A supply squeeze in memory chips is hampering Lenovo Group Ltd.'s turnaround strategy, pushing the PC and phone maker to its first quarterly loss in nearly two years.
Lenovo Chief Executive Yang Yuanqing said a sustained rise in the cost of memory chips hurt profitability across all of the company's major business lines. He said the duration of the price increases--lasting in some cases more than a year--is unprecedented.
"We have never seen this situation in the past," Mr. Yang said in an interview. "Many materials costs, like memory, have increased for a couple of quarters, or even for over more than a year. That's a significant impact on the industry's profitability."
Surging demand for memory chips has led to shortages and higher prices of these components across the electronics industry. The tighter supply has been a boost for the bottom lines of manufacturers like Samsung Electronics Co. and Intel Corp., the world's top makers of semiconductors.
But the higher costs have squeezed Lenovo's margins, contributing to a fiscal first-quarter loss of $72 million, down from profit of $173 million in the same quarter last year. Revenue edged down to $10.01 billion from $10.06 billion.
The company has had difficulty passing the higher costs onto customers because prices for most large customers are set by long-term contracts, Mr. Yang said.
The quarterly loss is a setback for Lenovo's turnaround plan as it grapples with sustained slowdown in sales of PCs--its biggest source of profit and revenue--as well as a slowing mobile-phone market.
It has also been wrestling with the troubled acquisitions of U.S. phone brand Motorola and the low-end server business from IBM, which it has struggled to make competitive.

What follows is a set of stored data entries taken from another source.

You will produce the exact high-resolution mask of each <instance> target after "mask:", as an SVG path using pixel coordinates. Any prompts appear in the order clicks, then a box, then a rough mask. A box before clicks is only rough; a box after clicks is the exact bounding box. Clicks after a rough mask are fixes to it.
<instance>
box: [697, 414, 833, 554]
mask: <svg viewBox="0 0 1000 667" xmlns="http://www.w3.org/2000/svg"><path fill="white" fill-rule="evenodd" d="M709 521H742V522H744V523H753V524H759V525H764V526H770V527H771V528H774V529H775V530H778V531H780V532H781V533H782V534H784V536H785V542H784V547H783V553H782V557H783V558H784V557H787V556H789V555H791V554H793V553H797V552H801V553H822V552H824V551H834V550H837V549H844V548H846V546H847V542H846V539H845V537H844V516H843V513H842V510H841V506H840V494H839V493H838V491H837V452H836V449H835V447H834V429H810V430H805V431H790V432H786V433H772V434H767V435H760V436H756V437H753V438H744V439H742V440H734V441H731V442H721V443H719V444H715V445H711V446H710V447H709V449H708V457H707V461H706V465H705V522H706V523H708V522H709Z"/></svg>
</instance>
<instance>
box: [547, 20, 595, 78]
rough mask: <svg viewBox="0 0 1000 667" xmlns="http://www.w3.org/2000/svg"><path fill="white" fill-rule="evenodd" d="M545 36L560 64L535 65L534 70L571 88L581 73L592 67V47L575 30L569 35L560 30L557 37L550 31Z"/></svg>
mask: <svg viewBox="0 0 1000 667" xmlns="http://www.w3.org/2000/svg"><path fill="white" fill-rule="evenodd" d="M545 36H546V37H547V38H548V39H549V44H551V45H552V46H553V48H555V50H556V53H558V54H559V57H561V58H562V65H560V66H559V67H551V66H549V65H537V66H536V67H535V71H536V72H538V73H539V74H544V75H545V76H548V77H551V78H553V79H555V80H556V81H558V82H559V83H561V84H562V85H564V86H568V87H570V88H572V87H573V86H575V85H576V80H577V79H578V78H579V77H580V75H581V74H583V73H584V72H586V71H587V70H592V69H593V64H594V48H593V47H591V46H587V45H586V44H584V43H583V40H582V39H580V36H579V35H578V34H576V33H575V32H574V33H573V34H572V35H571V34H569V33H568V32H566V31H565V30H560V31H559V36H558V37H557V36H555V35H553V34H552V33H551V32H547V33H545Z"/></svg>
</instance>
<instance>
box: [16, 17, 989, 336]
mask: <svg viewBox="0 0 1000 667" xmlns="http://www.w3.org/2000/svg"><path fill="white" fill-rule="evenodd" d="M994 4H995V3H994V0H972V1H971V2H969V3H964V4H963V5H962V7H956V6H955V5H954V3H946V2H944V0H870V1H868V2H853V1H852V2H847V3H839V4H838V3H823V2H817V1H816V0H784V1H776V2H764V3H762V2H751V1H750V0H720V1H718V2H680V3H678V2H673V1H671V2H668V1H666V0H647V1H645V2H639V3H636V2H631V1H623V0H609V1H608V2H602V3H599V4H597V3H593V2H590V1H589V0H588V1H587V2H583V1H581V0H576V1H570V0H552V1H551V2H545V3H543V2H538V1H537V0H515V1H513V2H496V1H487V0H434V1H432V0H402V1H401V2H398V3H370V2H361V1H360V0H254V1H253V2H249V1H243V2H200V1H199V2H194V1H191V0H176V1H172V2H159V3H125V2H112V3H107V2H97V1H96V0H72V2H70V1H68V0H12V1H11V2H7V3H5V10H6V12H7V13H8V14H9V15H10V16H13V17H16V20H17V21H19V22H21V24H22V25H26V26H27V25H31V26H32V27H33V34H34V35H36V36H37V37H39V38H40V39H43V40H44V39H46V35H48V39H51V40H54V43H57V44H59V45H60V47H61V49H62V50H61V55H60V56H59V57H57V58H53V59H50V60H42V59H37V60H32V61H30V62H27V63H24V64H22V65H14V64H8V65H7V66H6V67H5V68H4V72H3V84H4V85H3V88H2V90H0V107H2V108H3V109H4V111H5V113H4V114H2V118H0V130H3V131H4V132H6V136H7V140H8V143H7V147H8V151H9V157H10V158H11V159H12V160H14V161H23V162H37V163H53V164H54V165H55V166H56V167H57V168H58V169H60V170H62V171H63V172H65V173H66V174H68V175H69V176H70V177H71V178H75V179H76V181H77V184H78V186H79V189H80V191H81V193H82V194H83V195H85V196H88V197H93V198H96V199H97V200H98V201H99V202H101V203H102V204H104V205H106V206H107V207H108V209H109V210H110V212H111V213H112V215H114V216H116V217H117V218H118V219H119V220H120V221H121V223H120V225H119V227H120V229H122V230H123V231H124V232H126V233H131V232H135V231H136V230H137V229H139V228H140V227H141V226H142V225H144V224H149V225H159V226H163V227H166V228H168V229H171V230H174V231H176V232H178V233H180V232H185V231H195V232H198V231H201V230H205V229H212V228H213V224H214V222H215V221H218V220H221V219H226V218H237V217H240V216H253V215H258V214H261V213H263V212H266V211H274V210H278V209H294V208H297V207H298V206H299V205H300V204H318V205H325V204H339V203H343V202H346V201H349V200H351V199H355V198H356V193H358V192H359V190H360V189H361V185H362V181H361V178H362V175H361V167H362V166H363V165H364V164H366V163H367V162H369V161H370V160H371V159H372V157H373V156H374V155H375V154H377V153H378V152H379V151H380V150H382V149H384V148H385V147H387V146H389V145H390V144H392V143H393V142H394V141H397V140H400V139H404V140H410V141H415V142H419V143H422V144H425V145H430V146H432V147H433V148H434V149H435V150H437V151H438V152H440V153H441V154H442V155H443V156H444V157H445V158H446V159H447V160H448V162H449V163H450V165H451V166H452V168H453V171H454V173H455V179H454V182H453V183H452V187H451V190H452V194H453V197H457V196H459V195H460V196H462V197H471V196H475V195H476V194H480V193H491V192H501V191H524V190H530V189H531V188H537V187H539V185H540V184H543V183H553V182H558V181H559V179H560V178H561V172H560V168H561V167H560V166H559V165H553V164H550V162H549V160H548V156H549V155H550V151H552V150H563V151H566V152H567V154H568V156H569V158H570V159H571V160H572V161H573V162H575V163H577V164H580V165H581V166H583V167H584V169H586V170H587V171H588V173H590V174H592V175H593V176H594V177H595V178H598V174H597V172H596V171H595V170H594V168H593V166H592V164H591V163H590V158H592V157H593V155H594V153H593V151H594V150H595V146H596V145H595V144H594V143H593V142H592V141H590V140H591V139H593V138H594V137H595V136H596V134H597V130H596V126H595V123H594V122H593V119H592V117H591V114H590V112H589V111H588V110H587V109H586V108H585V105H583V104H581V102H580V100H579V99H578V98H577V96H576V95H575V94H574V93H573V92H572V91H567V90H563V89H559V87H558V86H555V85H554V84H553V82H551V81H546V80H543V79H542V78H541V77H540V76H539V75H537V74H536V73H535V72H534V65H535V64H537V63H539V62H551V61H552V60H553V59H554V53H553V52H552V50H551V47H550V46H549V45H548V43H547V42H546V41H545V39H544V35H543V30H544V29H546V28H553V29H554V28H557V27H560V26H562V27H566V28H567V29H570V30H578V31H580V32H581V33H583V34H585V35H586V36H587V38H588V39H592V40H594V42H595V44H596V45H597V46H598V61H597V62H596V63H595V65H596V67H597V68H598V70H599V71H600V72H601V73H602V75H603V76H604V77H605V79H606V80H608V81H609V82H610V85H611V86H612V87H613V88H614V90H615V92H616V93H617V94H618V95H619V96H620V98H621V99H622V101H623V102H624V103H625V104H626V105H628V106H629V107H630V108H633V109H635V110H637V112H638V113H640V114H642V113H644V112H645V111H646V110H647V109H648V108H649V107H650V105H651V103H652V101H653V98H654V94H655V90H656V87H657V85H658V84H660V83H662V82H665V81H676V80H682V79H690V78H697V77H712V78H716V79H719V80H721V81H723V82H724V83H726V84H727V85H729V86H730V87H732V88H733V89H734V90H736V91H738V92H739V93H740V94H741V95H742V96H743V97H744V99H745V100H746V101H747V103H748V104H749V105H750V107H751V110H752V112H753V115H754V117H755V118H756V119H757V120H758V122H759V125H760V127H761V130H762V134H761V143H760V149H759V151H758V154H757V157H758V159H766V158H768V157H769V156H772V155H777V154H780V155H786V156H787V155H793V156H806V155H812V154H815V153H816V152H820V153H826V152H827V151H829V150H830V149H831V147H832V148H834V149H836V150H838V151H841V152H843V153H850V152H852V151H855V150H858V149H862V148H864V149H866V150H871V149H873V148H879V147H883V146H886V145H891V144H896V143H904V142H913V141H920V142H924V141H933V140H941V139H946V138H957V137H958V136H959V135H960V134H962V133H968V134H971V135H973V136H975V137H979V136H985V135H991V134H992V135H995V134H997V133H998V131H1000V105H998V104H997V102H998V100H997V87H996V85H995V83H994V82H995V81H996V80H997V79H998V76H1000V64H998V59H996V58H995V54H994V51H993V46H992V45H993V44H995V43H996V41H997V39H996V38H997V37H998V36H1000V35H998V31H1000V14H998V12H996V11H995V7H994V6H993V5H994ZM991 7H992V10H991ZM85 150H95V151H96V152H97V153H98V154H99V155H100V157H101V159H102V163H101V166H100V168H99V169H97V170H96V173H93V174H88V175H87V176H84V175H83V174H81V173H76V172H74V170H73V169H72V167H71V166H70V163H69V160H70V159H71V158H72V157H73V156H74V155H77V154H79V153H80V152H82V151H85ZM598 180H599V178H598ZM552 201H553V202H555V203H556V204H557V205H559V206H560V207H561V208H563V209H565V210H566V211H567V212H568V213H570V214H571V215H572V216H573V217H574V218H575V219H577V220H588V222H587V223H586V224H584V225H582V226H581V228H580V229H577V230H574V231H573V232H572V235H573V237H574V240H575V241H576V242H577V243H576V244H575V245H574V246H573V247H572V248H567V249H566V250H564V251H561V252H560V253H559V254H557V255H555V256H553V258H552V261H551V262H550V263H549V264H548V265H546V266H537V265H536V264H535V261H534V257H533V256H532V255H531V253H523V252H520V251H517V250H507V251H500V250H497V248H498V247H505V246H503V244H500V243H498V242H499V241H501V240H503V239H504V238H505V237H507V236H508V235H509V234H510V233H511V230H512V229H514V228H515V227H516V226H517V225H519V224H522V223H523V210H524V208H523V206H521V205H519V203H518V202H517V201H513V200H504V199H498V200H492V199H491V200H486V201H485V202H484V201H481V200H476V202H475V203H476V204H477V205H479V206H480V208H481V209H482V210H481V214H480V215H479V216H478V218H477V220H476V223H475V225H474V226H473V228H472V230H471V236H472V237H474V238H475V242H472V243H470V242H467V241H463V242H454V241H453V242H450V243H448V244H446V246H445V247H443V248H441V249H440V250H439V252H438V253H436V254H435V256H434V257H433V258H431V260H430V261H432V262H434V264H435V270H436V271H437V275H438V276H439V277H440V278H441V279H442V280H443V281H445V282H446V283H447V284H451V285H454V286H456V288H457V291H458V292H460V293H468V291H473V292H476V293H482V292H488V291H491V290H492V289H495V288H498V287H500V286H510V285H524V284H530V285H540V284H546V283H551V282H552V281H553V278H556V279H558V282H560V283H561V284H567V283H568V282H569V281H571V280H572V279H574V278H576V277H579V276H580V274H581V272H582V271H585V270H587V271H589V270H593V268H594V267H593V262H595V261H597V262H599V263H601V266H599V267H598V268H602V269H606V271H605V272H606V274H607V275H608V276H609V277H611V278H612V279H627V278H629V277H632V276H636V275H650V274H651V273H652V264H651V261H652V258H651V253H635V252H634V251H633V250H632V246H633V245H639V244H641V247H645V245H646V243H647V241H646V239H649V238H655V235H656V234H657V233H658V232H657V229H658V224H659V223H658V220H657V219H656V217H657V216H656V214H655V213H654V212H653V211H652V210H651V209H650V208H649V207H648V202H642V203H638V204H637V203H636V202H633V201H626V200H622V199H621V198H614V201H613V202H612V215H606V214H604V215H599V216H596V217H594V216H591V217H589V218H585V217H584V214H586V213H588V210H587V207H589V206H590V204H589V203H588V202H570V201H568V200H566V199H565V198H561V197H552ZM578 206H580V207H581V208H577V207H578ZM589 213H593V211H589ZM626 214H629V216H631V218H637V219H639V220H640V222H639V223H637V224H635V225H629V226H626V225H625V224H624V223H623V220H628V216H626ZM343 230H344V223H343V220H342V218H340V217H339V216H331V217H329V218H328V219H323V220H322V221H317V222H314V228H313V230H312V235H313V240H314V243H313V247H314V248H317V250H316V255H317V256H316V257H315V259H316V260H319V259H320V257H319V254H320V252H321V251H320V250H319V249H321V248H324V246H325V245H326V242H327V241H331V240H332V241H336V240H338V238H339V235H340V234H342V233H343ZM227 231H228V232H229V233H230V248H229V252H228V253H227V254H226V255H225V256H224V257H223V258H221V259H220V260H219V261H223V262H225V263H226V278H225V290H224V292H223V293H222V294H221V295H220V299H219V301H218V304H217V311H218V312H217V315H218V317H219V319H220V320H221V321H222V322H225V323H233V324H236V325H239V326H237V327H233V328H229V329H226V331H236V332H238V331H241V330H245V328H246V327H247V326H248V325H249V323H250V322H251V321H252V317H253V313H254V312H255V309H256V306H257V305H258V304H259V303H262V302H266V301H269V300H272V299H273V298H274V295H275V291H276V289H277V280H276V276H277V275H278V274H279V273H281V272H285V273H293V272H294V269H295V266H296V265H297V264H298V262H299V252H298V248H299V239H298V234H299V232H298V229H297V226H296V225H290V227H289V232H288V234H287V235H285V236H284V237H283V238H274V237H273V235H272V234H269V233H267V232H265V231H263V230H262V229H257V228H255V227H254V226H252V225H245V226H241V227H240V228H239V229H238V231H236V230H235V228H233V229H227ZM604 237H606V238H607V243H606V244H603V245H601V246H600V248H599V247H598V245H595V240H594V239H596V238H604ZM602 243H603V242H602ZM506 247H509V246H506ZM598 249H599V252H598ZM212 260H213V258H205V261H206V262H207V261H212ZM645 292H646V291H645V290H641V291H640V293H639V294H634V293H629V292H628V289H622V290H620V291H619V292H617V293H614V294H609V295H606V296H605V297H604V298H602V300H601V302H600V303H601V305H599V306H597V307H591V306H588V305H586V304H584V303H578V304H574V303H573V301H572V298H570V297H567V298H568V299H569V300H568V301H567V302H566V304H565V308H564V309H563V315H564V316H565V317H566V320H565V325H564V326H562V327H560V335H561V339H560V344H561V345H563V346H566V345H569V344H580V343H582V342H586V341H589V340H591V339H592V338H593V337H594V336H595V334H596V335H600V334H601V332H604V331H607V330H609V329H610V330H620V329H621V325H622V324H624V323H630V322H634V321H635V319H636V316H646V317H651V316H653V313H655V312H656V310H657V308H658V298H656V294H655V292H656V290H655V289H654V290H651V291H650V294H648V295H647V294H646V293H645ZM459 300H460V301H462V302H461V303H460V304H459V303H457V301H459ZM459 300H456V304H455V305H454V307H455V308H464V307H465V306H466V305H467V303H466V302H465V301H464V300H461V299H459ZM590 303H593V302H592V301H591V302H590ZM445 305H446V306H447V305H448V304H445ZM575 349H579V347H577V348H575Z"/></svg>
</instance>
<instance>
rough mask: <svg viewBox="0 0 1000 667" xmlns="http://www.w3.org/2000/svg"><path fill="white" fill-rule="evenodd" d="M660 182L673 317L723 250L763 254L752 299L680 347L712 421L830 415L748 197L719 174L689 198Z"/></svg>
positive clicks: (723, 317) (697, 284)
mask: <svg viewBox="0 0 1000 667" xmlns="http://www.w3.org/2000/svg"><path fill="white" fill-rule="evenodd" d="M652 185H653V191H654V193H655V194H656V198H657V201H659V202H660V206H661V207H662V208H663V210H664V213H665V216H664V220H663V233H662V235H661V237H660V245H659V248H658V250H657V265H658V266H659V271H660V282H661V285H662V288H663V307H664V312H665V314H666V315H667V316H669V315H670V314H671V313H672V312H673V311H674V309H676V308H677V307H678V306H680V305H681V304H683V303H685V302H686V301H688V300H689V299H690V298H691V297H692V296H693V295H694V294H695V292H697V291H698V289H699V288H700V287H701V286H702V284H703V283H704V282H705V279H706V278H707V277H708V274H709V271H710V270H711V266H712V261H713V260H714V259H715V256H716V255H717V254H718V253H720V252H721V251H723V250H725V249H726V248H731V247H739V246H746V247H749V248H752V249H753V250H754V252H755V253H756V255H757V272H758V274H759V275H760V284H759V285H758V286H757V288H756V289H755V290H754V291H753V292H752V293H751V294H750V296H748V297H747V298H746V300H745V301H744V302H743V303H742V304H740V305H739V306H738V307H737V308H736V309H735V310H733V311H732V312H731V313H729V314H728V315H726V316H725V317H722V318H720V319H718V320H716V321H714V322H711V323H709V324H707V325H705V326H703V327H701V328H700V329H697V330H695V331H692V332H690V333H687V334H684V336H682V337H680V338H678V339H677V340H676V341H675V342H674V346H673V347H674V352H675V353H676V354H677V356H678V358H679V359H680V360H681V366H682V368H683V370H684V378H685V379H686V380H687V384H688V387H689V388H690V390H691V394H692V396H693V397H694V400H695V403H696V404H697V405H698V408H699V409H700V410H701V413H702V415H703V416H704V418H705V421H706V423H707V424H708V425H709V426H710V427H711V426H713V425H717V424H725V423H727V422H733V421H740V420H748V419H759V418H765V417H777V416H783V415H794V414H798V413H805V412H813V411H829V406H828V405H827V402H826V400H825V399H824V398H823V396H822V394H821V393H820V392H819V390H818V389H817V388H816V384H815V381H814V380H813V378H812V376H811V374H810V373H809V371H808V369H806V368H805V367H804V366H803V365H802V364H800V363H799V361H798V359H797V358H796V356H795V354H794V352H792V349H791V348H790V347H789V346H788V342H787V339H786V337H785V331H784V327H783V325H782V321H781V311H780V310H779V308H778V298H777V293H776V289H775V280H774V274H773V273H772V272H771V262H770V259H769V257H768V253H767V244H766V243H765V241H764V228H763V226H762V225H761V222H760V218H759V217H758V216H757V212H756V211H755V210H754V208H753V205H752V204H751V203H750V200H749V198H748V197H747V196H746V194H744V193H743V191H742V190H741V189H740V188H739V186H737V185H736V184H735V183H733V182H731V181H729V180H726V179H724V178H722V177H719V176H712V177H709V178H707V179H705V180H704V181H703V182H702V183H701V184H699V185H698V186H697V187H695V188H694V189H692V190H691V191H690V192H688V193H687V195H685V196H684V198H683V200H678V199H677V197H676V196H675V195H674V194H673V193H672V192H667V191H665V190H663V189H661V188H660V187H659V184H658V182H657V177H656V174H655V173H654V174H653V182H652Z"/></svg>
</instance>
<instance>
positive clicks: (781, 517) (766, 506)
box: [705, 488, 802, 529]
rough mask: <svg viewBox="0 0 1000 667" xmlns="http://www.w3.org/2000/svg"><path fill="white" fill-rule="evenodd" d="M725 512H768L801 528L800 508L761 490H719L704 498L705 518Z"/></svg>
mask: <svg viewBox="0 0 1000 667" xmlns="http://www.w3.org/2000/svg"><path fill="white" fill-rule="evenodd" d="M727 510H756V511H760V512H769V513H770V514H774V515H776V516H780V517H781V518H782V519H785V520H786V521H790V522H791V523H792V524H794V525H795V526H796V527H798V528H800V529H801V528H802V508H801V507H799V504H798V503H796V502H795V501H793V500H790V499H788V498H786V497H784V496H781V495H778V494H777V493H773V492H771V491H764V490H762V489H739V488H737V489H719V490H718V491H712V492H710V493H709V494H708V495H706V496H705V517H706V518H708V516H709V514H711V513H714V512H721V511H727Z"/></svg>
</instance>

In the PC business, Lenovo this year lost the title of top global seller of personal computers, slipping to No. 2 behind rival HP Inc. It said its phone market share stood at 3.2%, well behind top rivals Apple Inc. and Samsung.
The company said earlier this year that it would install new management in China to better compete in the fiercely competitive, and slowing, gadgets-and-electronics business.
Lenovo reported a continued slowdown in PC and tablet sales, which fell 7% to 14.5 million units in the quarter.
Mr. Yang said the company plans to turn around the performance of the its mobile business in the second half of the fiscal year. The firm's mobile business reported an operational loss before taxes of $129 million during the quarter.